Now, we will show you how to extract text from the scanned PDF in Python using PDF.co Web API. Below is the sample scanned PDF document that we’re going to use in this tutorial.

Sample Scanned PDF Document
Sample Scanned PDF Document

Here’s the step-by-step guide to extracting text from the scanned PDF.

Step 1: Install the Request Module

First, let’s start by installing the request module to manage new packages written in Python. To do that, type python -m pip install request in your command line.

Step 2: Open Visual Studio Code Editor

Next, open the Visual Studio Code Editor. Let’s use this editor to execute the Python code. You can also use your favorite editor in Python.

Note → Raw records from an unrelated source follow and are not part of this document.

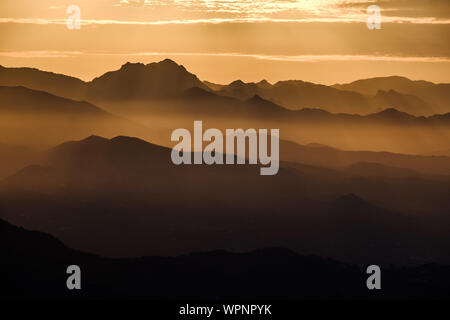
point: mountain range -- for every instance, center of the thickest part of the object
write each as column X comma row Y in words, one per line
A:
column 166, row 79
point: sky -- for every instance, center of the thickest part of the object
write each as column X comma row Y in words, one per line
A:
column 323, row 41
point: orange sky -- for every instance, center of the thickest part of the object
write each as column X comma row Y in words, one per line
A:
column 324, row 41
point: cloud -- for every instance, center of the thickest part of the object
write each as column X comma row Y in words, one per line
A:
column 287, row 58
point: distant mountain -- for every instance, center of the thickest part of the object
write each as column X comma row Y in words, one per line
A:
column 321, row 155
column 36, row 262
column 166, row 80
column 57, row 84
column 436, row 96
column 153, row 207
column 25, row 101
column 299, row 94
column 404, row 102
column 14, row 158
column 136, row 81
column 38, row 118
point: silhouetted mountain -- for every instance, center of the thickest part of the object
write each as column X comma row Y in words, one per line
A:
column 153, row 207
column 35, row 265
column 321, row 155
column 436, row 96
column 299, row 94
column 166, row 79
column 403, row 102
column 57, row 84
column 38, row 118
column 135, row 81
column 24, row 101
column 13, row 158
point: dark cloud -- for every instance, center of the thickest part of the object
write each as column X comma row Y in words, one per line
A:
column 407, row 8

Then, add the Python sample code. You can copy/download the sample code here.

Step 3: Setup Python Code

Now, let’s set up the Python code.

  • In line 6, add your PDF.co API Key inside the quote. You can get the API Key by logging in or signing up at PDF.co.
  • In line 12, input the scanned PDF file name. You can get the sample scanned PDF here.
  • In line 18, enter your preferred file name of the extracted text from the scanned PDF.
Setup Python Code

Since we’re done setting up the Python code, let’s save the file and click the Run button to execute the program.

Step 4: Run Program Result

Once the PDF extraction using Python runs successfully, go to the Python program folder to view the output.

Run Program Result

Step 5: Extracted Text Output

This is the extracted text from the scanned PDF document using Python.

Extracted Text Output

In this tutorial, you learned how to extract text from scanned PDF documents in Python using the PDF.co Web API. You learned how to install the requests module. You learned how to use the PDF.co PDF to TEXT Web API to extract text from the scanned PDF document.